Ya no me viene a visitar. Debe sentirse culpable. Lo es, de eso no hay duda. Ella misma lo confesó en la carta que tengo entre mis manos.
Me lo explicó cien veces, pero aún no he logrado entender. Su personal-trainer tenía que mostrarle una nueva técnica para afirmar los esquiotiviales, con una maquina suya, que estaba en su casa. Fueron allí luego de la clase y, una cosa llevo a la otra. No es que me haya inventado esta historia. María, la novia del personal-trainer los vio y me lo contó inmediatamente. Y claro, es mi secretaria, quién no le contaría a su jefe todo con tal de caerle bien. Desde ese momento siempre la noté un poco cariñosa, pero eso no viene al caso.
Resolví que René se marchara de mi vida. Eso quiere decir, que se vaya de mi departamento, me devuelva el auto que le presté, guarde los equipos de audio que le regalé y se los lleve, y que saque a ese gato de paso. Dice que me necesita, y que me ama. Le ofrecí dinero, pero aceptó la mitad y desde allí que no la veo más. De todas maneras, debo llamar a Ricardito para que me consiga el trato con Intertelem & Co. y que le mande los presupuestos.
Me duele el pecho, quizá sean las tostadas, o la piel, que me da picazón y se hincha cada vez más.

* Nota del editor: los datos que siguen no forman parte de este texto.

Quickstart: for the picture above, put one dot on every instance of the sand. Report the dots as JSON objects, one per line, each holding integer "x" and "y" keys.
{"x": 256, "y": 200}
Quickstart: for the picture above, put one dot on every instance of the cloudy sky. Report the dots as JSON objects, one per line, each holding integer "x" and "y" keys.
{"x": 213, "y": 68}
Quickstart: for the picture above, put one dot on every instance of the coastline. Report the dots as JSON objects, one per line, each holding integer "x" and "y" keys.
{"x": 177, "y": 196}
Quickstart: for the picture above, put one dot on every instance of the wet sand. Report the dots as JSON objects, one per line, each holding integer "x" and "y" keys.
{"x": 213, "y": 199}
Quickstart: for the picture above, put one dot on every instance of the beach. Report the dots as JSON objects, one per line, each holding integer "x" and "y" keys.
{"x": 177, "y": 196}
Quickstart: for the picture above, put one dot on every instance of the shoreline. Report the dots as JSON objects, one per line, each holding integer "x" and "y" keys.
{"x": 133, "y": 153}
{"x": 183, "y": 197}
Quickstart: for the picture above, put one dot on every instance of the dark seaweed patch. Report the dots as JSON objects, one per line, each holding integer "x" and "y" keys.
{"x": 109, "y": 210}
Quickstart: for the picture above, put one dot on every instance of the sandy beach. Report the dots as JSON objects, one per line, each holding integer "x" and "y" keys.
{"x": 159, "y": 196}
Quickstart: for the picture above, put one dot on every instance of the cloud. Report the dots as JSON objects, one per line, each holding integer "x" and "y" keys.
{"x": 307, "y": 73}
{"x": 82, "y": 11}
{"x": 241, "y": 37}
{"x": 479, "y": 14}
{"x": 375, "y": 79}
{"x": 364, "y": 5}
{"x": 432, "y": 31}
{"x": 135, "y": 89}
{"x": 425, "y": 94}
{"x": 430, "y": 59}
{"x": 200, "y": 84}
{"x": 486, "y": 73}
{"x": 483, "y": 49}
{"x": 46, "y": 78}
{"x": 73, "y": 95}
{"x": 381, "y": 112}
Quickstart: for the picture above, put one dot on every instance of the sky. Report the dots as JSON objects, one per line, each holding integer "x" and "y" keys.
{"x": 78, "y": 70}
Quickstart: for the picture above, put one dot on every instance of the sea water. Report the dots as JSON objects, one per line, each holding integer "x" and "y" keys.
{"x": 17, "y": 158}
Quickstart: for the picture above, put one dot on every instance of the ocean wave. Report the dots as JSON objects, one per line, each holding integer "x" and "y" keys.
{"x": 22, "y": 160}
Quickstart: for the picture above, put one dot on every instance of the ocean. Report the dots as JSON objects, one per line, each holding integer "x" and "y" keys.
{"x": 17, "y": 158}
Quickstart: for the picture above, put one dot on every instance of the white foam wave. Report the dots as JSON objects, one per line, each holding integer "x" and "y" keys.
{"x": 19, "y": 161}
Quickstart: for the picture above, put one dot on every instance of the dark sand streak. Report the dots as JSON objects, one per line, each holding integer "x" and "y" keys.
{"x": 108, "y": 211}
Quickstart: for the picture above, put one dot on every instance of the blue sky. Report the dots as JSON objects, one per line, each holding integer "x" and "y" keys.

Cuando creía que todo terminaría un hombre me salvó la vida. Nunca dependí de nadie. Nadie nunca me importó. Todo era el dinero y la fama, y por sobre todo, el poder. La palabra “amor” no existía en mi vocabulario, no existía aquella palabra para mí. Cuando miro atrás, a aquel atroz accidente recuerdo que caminaba por la calle, con mi traje de dos mil libras, mi maletín (siempre cargaba mi maletín) e iba en dirección a mi Cayenne. Una de las reuniones más importantes de mi vida me aguardaba. Pero en cambio, al cruzar la calle me llamó María, para contarme lo sucedido entre René y su entonces novio. Tanto me sorprendió la noticia que frené en el medio de la zebra. Y a pesar de que iba por donde los peatones deben cruzar, aquel taxi, como todos, venía a mucha velocidad. Es en este momento del relato cuando blanquean mis recuerdos y mi memoria y lo que continuó me lo describió el taxista mismo. Me atropelló y arrojó a unos cinco metros de donde había sido el impacto. El golpe fue tan extremo que las últimas dos costillas de cada costado se quebraron. Sufro de hernia de disco… se agravó. Entre cortaduras, sangre y pavimento, mi pensamiento estaba centrado en René.
El taxista me recogió, y me llevó al hospital más cercano. Pero, ahora según el testimonio del médico de guardia, debió retirarse para continuar su turno, y al ver que me encontraba relativamente vivo, me dejo allí. La agitación y el agotamiento me dejaron inconsciente por dos días. Aproveché para descansar del estrés de las últimas semanas de trabajo que habían sido extenuantes. Había dormido sólo ocho horas por día, escrito casi todas las mañanas y paseado al gato dos veces por día (dos vueltas a la manzana). Además de todo esto había llevado a mi comprometida al cine, a bailar a Crasia, y a comer. El accidente fue realmente un descanso.

Pero todavía daban vueltas en mi cabeza aquellas palabras de mi madre, como un déjà vu infinito. Me habrá mandado por lo menos trecientos sesenta y cinco mensajes y ramos como aquel desde el primer momento en que llegué a esta habitación. ¡Qué gasto! No que sea un problema el dinero. Es un problema mi recuperación, eso quise decir.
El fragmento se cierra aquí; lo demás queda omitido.